Indian equities scaled skies in a broad market rally on 23 September, 2021.
Markets were on a frazzle on Thursday, the day when the weekly F&O expires, as wild buying uplifted benchmarks to record a new highs. The record shattering Bull Run on Dalal Street continued with benchmark indices sealing fresh records. The S&P BSE Sensex humped over 1,000 points to hit an all-time high level of 59,957 just 100 points away of 60K milestone. Meanwhile, the Nifty50 claimed a notable peak of 17,844, roaring over 276 points. The BSE Mid Cap and Small Cap indices, though in the green, under performed the benchmarks with gains of 1.28% and 0.91% respectively. The markets gained largely in line with the benchmarks.
The Nifty Realty index jumped 9%, while bank, PSU bank, private bank, financials, and IT indices jumped 1-2%. Market research shows sustaining above 17850, the market expects to gain momentum, leading to an upside projection till 18000 level. The positive momentum indicators and improved market breadth, altogether strengthened a short-term bullish outlook.
The pandemic period recorded a jump in retail participation in the market. Over the last two years between June 2019 and June 2021, CDSL and NSDL have added around two crore new Demat accounts, a 50% increase.

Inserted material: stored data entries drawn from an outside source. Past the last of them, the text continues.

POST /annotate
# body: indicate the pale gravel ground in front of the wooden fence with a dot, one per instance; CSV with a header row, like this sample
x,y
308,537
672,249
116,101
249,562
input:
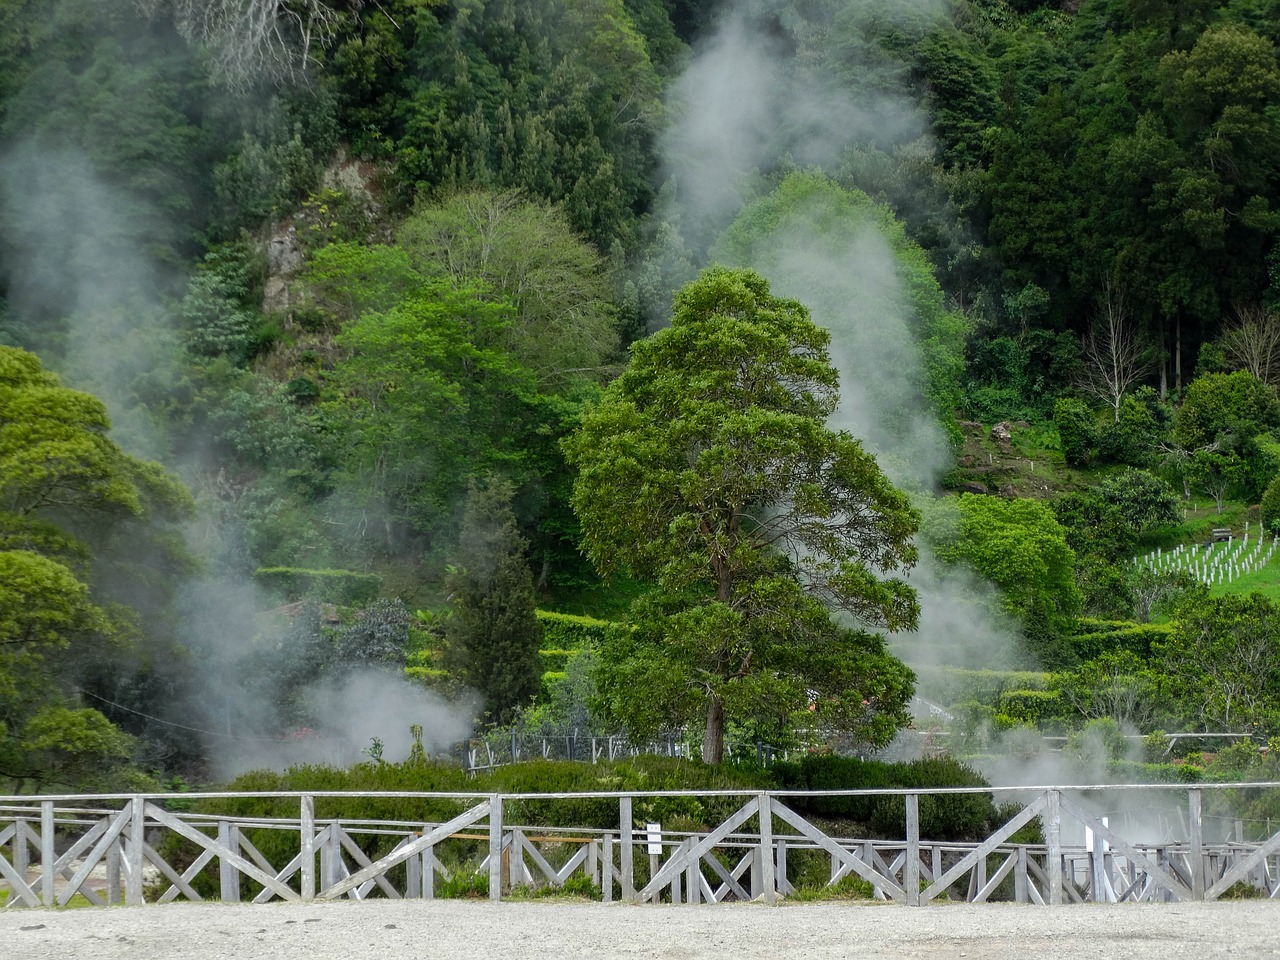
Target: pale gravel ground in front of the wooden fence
x,y
565,930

Domestic equities witnessed sharp recovery today with benchmark Nifty and Sensex both recording fresh all-time highs. Notably, favorable FOMC meeting outcome and ease of concerns from possible default of Ever grande aided market rally.
1% surge in each benchmark indices amid strong global cues after the US Federal Reserve hinted that it may begin scaling down asset purchases only by November and complete the process by mid-2022. Traders continue to monitor the debt crisis at China Ever grande Group as well.